Retriever that uses an LLM to deduce filters for Vector Search algorithm.
This can greatly increase power of vector search on collections with structured metadata.
Before calling the search algorithm of the vector store, this retriever first prompts an LLM to find logical statements (e.g. and, in) in a semantic query. From the response, it forms a structured query, which it passes to a VectorStore as filters,
The fields to look for conditions are specified by metadata_field_info
a simple list of attribute information for each fieldname, type, description.

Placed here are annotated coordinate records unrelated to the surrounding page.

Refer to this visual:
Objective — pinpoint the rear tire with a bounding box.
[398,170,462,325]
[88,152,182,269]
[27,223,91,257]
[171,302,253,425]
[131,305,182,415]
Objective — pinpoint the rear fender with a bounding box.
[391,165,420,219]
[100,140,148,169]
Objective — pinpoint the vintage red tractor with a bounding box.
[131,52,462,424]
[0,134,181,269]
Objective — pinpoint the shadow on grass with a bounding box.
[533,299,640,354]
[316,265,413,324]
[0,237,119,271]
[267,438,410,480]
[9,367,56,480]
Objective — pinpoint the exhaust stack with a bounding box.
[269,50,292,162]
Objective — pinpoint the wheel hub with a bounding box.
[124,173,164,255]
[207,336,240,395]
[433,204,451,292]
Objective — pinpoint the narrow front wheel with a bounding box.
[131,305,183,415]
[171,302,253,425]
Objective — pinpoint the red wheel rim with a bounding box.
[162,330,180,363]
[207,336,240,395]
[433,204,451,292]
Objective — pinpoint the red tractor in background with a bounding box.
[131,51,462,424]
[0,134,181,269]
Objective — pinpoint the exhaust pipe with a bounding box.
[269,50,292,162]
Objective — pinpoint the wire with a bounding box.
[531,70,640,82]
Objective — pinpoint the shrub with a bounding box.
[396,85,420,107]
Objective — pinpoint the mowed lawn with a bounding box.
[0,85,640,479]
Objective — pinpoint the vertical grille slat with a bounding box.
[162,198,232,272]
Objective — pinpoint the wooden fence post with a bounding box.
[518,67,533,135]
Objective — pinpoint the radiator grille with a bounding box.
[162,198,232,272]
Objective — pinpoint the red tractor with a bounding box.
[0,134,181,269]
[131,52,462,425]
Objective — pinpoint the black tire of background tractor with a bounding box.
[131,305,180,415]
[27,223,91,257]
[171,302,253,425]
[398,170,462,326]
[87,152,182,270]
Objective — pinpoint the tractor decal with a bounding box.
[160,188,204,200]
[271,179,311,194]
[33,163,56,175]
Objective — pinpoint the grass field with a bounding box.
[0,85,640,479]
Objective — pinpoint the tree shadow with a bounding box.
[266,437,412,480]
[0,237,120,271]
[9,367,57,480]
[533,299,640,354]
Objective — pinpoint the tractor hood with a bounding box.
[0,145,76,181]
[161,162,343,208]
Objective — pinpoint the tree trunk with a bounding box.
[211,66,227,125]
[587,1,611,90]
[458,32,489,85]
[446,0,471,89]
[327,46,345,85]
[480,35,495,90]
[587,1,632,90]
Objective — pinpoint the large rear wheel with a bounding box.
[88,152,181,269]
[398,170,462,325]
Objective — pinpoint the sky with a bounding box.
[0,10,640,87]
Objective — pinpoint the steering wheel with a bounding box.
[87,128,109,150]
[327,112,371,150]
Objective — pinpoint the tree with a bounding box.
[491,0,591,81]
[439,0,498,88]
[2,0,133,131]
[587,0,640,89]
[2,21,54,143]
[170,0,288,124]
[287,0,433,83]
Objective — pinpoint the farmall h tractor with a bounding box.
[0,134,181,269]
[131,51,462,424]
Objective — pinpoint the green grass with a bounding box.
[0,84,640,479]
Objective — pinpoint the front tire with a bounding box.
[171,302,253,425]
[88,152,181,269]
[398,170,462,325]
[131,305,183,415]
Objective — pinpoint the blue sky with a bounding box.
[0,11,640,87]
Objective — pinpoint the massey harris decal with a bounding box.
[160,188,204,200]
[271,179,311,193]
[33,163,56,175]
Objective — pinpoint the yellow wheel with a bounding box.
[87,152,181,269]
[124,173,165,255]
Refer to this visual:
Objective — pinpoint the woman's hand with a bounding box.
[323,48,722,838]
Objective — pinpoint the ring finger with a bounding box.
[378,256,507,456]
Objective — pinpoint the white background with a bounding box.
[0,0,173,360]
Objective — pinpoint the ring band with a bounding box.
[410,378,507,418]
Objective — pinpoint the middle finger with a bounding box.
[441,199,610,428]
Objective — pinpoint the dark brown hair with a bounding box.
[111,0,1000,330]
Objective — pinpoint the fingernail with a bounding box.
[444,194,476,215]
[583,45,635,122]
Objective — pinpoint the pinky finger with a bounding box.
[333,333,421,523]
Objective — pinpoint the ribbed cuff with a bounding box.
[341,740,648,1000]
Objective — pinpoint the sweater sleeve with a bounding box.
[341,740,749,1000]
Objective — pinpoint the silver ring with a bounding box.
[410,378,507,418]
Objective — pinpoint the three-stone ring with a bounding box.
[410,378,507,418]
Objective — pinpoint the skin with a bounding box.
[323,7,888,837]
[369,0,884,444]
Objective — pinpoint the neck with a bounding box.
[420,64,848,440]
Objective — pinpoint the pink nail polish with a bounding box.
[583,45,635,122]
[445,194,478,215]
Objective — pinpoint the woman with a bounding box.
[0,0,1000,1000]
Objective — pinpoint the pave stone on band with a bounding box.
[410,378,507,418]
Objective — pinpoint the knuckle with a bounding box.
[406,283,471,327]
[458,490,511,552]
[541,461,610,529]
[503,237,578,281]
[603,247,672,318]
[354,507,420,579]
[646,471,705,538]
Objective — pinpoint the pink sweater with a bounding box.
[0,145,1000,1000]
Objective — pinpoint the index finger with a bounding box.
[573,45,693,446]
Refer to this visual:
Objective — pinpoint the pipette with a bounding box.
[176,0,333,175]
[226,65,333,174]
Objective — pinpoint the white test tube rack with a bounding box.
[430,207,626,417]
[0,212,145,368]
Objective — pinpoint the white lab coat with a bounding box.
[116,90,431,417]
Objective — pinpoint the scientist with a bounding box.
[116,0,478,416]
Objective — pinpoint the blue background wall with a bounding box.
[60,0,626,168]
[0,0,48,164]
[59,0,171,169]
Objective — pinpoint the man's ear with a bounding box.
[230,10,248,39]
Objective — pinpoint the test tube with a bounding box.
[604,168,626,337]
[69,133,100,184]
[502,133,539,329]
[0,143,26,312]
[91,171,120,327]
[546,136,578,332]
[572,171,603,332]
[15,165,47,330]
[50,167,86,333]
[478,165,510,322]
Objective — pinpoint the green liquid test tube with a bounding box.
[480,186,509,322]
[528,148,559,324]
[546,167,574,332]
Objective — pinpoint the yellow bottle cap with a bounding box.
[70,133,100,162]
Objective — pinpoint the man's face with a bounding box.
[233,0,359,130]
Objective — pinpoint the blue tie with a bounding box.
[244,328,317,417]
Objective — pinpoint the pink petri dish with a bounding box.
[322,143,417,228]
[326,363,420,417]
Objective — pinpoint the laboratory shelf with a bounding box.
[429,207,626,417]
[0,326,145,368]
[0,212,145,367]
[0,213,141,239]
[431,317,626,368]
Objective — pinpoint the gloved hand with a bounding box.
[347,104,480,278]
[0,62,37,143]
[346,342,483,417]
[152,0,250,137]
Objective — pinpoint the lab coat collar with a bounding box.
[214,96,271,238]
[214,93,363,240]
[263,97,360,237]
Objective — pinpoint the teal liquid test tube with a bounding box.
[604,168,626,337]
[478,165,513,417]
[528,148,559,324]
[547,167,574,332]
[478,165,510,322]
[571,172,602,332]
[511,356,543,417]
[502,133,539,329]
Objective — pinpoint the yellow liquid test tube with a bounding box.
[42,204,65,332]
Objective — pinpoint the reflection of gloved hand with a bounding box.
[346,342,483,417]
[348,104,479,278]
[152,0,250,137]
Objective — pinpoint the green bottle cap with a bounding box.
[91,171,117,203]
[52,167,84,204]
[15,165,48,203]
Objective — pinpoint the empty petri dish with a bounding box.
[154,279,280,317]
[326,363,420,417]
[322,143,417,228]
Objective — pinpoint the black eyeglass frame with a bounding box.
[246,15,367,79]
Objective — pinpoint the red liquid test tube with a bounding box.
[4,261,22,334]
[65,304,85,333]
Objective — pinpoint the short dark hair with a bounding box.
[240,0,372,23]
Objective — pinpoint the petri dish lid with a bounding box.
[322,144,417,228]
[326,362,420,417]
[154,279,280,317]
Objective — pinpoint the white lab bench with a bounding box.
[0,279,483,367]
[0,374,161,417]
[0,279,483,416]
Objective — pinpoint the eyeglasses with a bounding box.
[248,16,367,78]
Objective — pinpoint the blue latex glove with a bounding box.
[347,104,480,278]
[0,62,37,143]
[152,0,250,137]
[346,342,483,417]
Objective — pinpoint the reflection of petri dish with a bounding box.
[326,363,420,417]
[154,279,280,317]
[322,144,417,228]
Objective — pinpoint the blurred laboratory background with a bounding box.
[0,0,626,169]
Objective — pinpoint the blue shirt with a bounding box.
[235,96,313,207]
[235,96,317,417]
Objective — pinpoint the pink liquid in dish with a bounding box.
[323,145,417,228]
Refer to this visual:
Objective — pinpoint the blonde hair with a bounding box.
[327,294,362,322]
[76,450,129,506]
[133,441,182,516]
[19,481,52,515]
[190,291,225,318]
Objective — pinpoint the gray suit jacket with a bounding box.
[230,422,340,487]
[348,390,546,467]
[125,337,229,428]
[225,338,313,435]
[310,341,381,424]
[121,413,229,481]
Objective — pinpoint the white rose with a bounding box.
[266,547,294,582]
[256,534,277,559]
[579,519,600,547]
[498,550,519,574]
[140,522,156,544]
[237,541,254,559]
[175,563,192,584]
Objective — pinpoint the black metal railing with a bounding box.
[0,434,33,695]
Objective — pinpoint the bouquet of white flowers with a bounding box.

See How to do "self-querying" retrieval <https://python.langchain.com/docs/how_to/self_query/>_
for more information.
One must index the fields that you want to filter your data by as the filter type in a vectorSearch type index definition.
Example usage:
.. code-block:: python
from langchain_mongodb.retrievers import MongoDBAtlasSelfQueryRetriever
from langchain_mongodb import MongoDBAtlasVectorSearch
from langchain_ollama.embeddings import OllamaEmbeddings
# Start with the standard MongoDB Atlas vector store
vectorstore = MongoDBAtlasVectorSearch.from_connection_string(
connection_string="mongodb://127.0.0.1:40947/?directConnection=true",
namespace=f"{DB_NAME}.{COLLECTION_NAME}",
embedding=OllamaEmbeddings(model="all-minilm:l6-v2")
)
# Define metadata describing the data
metadata_field_info = [
AttributeInfo(
name="genre",
description="The genre of the movie. One of ['science fiction', 'comedy', 'drama', 'thriller', 'romance', 'animated']",
type="string",
),
AttributeInfo(
name="year",
description="The year the movie was released",
type="integer",
),
AttributeInfo(
name="rating", description="A 1-10 rating for the movie", type="float"
),
]
# Create search index with filters
vectorstore.create_vector_search_index(
dimensions=dimensions,
filters=[f.name for f in metadata_field_info],
wait_until_complete=TIMEOUT
)
# Add documents, including embeddings
vectorstore.add_documents(fictitious_movies)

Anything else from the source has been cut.